Four intriguing matchups for Week 4
Washington at Philadelphia: Donovan McNabb's return to Lincoln Financial Field makes this an obvious must-see, but there are additional elements that have increased its marquee value. One, Michael Vick is emerging from a triumphant debut as the Eagles' official new replacement for McNabb. Two, the Redskins are reeling from an embarrassing loss to St. Louis.

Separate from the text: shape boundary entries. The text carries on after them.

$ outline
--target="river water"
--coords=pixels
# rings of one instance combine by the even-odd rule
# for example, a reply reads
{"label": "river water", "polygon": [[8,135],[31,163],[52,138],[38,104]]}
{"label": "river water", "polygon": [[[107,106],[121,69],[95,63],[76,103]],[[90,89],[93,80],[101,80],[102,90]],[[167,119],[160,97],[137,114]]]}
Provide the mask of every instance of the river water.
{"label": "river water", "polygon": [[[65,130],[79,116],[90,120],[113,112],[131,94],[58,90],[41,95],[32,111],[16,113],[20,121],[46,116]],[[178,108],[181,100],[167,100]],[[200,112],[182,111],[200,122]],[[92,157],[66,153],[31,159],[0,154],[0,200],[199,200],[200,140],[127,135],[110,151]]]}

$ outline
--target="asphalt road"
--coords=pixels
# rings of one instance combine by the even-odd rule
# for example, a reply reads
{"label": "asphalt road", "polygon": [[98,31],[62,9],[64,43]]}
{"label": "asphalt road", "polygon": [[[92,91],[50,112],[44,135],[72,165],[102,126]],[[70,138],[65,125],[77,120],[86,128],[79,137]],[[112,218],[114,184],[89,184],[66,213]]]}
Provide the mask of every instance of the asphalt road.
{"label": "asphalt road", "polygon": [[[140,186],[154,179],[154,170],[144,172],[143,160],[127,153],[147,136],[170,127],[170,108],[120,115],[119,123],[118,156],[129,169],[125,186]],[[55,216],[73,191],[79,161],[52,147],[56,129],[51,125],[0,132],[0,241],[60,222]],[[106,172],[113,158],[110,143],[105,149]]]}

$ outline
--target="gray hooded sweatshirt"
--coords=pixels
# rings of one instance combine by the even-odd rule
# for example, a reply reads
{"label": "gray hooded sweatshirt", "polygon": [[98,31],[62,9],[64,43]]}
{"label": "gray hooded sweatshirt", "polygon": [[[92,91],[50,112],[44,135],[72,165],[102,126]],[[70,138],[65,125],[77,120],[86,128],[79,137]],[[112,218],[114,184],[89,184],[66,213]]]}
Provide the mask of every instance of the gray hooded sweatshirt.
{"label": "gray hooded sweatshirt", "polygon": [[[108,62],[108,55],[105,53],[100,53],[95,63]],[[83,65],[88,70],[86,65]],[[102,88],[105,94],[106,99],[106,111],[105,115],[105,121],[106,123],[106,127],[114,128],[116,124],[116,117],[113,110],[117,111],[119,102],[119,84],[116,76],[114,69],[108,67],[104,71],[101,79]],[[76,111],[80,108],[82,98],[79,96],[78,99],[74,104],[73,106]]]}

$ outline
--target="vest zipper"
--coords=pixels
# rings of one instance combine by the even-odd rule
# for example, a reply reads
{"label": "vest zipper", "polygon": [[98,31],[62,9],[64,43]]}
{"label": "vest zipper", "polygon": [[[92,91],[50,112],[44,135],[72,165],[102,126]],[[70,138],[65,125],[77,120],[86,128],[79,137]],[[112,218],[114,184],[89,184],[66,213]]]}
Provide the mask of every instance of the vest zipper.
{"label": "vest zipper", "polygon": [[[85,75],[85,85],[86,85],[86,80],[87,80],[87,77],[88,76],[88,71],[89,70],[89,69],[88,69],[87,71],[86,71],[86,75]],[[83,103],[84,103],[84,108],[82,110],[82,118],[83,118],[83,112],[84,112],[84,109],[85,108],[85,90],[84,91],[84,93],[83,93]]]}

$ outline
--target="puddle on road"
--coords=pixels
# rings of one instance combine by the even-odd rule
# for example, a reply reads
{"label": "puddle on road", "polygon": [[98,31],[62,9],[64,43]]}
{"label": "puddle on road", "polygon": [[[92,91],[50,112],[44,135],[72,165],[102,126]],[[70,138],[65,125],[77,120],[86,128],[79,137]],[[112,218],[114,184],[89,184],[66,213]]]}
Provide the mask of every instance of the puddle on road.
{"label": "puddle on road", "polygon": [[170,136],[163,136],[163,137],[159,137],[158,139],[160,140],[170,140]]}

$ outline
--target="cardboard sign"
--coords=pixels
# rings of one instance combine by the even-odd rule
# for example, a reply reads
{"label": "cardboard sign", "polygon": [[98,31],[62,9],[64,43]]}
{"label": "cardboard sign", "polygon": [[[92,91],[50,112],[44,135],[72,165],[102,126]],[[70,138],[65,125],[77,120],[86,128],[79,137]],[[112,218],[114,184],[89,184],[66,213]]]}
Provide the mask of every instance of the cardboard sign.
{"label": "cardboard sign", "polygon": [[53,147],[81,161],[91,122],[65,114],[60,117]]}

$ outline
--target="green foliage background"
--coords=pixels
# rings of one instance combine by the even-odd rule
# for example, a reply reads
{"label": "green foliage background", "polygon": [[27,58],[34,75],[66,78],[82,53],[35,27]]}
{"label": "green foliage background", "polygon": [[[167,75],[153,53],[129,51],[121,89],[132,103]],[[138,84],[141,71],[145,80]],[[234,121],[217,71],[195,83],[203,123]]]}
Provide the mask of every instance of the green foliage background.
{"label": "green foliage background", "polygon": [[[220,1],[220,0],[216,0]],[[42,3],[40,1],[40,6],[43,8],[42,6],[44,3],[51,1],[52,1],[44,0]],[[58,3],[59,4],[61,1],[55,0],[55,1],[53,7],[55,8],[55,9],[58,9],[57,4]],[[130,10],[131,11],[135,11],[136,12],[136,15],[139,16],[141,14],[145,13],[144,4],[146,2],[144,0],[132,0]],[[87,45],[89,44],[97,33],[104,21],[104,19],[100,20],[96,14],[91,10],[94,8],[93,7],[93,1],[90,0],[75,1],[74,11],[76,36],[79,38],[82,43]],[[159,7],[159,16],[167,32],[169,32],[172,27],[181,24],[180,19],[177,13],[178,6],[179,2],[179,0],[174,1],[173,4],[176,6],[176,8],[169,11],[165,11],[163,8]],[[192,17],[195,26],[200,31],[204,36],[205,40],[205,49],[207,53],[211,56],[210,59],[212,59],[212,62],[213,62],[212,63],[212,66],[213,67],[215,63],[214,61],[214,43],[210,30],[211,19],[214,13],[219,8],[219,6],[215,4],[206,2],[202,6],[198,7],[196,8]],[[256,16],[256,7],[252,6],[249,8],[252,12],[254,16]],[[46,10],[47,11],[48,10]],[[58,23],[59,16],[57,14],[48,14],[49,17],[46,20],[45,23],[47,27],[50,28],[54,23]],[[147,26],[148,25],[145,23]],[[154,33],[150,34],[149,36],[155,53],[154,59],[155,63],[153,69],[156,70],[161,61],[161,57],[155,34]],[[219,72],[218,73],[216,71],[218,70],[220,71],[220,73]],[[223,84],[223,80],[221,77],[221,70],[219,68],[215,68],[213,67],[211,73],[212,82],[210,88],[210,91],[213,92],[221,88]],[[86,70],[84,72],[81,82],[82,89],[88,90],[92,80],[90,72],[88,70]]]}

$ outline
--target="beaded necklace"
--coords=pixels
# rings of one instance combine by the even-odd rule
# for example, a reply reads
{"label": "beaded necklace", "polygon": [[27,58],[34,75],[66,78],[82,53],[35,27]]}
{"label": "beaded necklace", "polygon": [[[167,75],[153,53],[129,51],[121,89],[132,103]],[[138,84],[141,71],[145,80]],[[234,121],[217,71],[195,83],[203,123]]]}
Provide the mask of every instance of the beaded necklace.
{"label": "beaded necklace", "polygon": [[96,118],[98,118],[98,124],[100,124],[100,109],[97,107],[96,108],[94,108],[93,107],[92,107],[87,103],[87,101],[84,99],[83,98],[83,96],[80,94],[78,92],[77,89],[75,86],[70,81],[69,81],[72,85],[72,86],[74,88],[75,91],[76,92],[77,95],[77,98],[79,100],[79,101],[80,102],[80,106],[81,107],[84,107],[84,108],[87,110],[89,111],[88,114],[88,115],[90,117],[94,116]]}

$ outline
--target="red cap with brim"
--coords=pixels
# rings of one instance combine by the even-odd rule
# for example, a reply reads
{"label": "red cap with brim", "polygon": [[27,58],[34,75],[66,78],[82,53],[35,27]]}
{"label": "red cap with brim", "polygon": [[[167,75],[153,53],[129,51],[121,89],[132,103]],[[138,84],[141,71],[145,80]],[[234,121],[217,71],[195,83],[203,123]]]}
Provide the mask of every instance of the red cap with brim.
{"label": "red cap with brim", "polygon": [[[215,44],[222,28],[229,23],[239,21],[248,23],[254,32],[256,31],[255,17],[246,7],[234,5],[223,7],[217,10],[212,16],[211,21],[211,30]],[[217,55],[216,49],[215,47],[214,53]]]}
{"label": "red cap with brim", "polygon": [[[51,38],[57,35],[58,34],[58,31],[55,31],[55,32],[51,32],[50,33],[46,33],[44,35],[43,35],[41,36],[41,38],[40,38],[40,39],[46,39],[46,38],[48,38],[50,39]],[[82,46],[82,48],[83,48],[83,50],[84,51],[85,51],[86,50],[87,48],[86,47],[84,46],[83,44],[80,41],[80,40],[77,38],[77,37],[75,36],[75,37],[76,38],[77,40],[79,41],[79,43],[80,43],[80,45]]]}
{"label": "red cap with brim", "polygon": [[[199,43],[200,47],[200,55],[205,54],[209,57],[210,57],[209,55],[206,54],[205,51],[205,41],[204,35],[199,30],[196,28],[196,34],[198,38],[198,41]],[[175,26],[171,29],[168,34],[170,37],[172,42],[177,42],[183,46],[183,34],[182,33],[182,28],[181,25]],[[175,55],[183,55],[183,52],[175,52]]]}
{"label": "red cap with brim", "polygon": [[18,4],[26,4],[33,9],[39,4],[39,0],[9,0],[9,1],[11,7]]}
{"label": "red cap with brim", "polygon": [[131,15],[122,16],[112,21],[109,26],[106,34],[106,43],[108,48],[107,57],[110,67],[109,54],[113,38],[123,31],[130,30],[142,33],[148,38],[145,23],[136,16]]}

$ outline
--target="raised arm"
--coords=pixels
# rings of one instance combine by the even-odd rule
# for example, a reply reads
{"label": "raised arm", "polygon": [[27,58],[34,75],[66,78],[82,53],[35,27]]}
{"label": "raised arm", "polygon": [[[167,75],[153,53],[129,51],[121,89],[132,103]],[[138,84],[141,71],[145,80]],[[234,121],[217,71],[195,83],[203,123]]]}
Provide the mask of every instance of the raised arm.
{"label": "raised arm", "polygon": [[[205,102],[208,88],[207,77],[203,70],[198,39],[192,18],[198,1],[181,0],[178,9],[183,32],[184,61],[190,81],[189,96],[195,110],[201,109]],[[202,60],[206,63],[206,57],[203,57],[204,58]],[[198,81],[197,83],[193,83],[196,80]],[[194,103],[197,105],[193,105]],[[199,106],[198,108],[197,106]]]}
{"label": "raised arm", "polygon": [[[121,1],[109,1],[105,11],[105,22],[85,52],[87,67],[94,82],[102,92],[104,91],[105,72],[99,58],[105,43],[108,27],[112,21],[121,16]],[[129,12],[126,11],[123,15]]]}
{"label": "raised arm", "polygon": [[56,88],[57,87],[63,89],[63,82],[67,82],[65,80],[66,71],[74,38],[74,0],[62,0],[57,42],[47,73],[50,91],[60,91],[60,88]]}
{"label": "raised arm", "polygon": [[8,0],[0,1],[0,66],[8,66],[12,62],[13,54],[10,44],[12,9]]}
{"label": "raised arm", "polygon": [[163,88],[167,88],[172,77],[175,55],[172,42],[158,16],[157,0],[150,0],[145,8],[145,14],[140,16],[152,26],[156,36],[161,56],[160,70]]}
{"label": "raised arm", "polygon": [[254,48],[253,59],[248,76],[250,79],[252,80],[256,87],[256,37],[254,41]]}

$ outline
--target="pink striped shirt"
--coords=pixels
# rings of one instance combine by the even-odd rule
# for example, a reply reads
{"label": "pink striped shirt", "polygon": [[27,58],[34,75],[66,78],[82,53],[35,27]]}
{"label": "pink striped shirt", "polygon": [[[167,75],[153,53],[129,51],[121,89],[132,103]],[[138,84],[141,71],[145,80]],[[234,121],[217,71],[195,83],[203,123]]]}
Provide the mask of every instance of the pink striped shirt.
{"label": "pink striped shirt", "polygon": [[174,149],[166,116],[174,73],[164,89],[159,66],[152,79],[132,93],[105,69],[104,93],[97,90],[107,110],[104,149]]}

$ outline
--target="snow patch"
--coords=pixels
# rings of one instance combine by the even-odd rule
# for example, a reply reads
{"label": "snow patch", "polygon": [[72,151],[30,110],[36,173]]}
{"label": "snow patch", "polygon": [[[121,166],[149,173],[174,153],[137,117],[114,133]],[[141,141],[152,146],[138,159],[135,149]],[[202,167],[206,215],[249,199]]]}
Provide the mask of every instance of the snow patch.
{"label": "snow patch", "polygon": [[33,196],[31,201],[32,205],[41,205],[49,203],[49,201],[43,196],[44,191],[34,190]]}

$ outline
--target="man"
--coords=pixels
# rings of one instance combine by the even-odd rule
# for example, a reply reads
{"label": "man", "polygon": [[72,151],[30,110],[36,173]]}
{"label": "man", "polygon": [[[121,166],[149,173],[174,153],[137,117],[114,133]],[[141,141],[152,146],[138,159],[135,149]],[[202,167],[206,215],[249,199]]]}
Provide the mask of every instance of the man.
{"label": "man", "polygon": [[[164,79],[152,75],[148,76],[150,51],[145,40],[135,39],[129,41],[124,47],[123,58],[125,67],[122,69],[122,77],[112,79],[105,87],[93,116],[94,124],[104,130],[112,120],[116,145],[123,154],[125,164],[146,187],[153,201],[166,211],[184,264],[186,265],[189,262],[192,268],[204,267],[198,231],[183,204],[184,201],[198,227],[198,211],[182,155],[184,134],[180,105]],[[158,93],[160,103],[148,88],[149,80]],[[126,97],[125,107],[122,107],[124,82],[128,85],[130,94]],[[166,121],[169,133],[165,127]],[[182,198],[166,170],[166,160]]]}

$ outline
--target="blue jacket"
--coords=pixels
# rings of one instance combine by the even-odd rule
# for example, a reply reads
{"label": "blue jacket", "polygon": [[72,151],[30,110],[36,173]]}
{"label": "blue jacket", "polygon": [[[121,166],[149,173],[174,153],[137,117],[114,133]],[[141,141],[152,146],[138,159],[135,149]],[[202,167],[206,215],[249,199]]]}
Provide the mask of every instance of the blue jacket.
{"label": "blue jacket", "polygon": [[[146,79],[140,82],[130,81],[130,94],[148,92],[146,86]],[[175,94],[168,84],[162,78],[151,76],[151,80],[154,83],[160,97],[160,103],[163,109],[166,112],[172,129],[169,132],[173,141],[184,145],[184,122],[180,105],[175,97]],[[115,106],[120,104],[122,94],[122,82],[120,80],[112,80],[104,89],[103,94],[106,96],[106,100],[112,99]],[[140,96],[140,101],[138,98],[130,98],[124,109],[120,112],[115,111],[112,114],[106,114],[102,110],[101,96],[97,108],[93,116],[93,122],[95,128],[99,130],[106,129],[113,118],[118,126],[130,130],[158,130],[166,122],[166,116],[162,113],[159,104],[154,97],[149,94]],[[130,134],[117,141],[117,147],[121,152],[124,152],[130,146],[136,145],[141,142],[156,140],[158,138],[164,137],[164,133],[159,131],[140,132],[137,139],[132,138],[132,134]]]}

New England at Miami: The Patriots found their offense again. Although it was against the Buffalo Bills' dreadful defense, Brady has to like the fact that the new emphasis on the tight end is coming vs. another opponent that doesn't defend very well against that position (see Dustin Keller's two touchdown catches Sunday night). Henne should again enjoy another big night, but will he blink if he gets into a shootout with one of the greatest quarterbacks of them all?